There are two basic points about health-care reform that President Obama wants to convey. The first is that, as he put it in an ABC special in June, "the status quo is untenable." Our health-care system is rife with "skewed incentives." It gives us "a whole bunch of care" that "may not be making us healthier." It generates too many specialists and not enough primary-care physicians. It is "bankrupting families," "bankrupting businesses" and "bankrupting our government at the state and federal level. So we know things are going to have to change."
Obama's second major point is that--to quote from the same broadcast--"if you are happy with your plan and you are happy with your doctor, then we don't want you to have to change ... So what we're saying is, If you are happy with your plan and your doctor, you stick with it."
So the system is an unsustainable disaster, but you can keep your piece of it if you want. And the Democrats wonder why selling health-care reform to the public has been so hard?
Again and again, their effort has brought us into a land of paradoxes. Public skepticism is warranted when the President promises to cut costs while simultaneously providing coverage to nearly 50 million uninsured people. It is even more warranted when his congressional allies seek to raise taxes to pay for all the new spending that this cost-cutting entails. We aren't talking about short-term spending either; this isn't a trillion-dollar investment in a new system that will ultimately save money. The Congressional Budget Office says the leading health-care-reform proposals will increase health-care spending and make the budget harder to balance in the long run. Yet saving money is the President's principal stated rationale for reform.

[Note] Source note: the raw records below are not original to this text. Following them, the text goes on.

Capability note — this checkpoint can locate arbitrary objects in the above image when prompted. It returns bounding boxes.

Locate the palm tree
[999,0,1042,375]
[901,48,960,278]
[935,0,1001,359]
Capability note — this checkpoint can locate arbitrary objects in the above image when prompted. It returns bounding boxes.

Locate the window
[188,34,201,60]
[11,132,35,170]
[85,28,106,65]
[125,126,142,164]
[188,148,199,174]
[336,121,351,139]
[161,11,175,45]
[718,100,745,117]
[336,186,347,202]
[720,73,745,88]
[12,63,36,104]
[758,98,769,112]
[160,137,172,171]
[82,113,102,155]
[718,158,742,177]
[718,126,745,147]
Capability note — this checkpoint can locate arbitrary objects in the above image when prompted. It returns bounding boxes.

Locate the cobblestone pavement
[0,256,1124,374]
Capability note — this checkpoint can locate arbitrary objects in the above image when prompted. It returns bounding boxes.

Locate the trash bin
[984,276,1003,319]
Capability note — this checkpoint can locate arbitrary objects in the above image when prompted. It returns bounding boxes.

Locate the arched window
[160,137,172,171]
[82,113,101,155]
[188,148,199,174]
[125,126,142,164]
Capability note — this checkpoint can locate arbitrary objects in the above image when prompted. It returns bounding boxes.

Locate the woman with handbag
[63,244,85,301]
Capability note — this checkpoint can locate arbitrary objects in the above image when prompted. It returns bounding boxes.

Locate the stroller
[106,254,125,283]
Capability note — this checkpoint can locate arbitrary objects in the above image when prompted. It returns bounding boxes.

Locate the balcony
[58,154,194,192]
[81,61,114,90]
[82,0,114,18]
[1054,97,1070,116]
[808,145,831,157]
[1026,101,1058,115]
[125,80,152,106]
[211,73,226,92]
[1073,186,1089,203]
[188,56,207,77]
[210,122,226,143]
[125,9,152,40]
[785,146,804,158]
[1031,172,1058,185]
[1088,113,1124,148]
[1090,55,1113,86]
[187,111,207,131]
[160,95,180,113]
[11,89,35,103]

Health-care reformers send out mixed messages on the uninsured as well. The moral imperative of improving their health care is what drives the passion of most liberal activists for reform. But when you read the liberal policy analysts, it quickly becomes clear that getting young and healthy people to pay more in premiums than they will spend on medical expenses is the point of forcing them to buy insurance. Which is it? In aggregate, are we trying to rescue the uninsured or bilk them? Is reform something we are doing for them or to them?
The reformers' speed belies their words as well. If health-care reform is so critically important, as they keep insisting, why not take the time to get it right? Hard as it is to believe, at one point Obama was urging the House and Senate to pass legislation by three weeks after they began debating it.
One final contradiction may lie beneath all the others. Democrats, particularly those involved in health policy, were scarred by President Clinton's failure to achieve reform in 1994. They are determined to avoid a similar debacle. So on every procedural question, they have done the reverse of what he did.
Everything is different this time--everything, that is, except the plan. The Democrats are seeking mostly the same policies they sought 15 years ago: mandates, regulations on insurance companies, new government-managed markets. The major difference is that this time they also want a "public option," an insurance program open to everyone and run by the government. Obamacare is Clintoncare with a little more liberalism.